What You Need To Know

  • Webb’s Honey seeks to rebuild one year after electrical fire

  • Fire decimated the storefront and honey extracting, bottling facility

  • Family-run business is in process of closing on a vacant property down the road

Webb’s Honey has been selling its products out of tents, trucks and now a shed after an accidental electrical fire decimated the storefront and honey-extracting facility on the day before Thanksgiving last year.

Autumn Webb, who runs Webb’s Honey with her beekeeper father, says they have been taking things one step at a time. “We’ve got to figure out how to clean all this up really,” she said of the soot-covered building. “We have some help from the insurance for debris removal, but I don’t know how much that’s going to cover.”

Webb says the fire caused close to $1 million in damages to the building and its contents. She says they have spent most of the insurance money to catch up, from fixing up a shed to serve as a store, to maintaining payroll for 6 employees, to outsourcing honey extracting and bottling.

Webb is thankful for the community’s support, saying customers donated thousands of dollars in the aftermath.

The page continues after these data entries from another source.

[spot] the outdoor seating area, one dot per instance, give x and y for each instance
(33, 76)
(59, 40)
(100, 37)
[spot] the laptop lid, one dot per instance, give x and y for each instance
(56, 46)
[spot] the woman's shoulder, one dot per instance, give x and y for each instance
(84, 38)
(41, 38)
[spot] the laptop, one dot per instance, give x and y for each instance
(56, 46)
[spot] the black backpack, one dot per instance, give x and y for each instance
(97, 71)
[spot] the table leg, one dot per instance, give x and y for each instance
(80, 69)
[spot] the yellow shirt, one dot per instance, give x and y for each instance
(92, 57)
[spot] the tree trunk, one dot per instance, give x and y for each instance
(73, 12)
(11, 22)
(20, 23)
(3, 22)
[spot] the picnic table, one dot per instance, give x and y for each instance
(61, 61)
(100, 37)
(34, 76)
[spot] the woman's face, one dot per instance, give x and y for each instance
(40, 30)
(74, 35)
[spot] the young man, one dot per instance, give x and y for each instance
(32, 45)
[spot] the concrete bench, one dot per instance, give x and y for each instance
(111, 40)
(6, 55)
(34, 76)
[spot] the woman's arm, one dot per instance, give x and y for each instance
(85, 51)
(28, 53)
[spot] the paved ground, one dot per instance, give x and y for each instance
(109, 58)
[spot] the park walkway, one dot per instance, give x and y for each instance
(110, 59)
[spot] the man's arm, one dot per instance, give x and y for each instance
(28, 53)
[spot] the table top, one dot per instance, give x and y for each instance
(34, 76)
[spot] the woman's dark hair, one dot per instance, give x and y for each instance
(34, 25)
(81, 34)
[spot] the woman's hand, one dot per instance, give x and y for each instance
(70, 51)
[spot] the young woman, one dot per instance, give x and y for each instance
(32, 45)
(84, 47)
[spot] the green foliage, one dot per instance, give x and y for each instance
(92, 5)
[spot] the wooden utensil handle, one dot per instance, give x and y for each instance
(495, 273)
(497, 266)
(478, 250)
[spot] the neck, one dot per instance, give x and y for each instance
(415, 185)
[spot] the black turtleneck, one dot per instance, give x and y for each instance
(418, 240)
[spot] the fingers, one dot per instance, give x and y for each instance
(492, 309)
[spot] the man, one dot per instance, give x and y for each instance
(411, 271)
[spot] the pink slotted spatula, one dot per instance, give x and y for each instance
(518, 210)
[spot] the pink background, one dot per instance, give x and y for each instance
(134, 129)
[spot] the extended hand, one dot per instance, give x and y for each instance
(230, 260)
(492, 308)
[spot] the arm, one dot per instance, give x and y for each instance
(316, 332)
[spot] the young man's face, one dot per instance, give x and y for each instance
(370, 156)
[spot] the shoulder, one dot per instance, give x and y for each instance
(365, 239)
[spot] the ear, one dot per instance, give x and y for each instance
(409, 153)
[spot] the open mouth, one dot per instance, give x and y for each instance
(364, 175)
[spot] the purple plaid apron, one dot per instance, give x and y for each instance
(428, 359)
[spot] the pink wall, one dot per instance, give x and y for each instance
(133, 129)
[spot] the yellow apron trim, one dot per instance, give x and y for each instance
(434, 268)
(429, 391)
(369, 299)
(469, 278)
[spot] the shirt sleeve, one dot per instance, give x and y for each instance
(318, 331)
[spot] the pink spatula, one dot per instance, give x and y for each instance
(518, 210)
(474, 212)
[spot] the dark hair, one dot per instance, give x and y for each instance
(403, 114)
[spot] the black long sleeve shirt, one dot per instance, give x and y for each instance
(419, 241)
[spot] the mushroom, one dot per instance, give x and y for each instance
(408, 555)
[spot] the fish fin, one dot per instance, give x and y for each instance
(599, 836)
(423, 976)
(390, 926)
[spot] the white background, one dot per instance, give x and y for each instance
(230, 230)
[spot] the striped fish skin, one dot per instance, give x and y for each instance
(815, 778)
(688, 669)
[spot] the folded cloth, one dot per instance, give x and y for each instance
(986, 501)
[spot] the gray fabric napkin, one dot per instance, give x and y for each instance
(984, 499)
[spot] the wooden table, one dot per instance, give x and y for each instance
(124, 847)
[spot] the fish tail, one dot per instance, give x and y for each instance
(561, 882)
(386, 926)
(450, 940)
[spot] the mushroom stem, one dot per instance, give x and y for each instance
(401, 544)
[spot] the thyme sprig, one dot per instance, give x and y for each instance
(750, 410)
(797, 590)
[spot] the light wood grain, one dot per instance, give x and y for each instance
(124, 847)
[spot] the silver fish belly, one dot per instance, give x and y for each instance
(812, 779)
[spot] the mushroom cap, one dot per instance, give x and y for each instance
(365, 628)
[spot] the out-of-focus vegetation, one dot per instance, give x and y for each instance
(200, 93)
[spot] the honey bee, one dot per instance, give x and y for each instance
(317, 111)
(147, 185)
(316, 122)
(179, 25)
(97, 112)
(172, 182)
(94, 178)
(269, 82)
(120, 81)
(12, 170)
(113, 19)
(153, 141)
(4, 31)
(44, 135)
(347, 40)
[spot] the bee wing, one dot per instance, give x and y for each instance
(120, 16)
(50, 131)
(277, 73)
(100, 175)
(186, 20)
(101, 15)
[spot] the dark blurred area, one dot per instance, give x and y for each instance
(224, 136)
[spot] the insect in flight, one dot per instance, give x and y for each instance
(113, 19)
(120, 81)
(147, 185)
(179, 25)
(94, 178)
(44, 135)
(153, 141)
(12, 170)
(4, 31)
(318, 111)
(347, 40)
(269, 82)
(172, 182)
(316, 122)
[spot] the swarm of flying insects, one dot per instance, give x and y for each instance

Now, Webb says her family is in the process of closing on a vacant property ten minutes down the road. They lease the property their business is on now.

She hopes to have everything finalized around the end of the year and begin construction on a new facility. 

“I’m really excited to see what we’re going to do,” she said. “We have a lot of big ideas that we’re going to try and implement, and I think it’ll just be bigger and better than before.”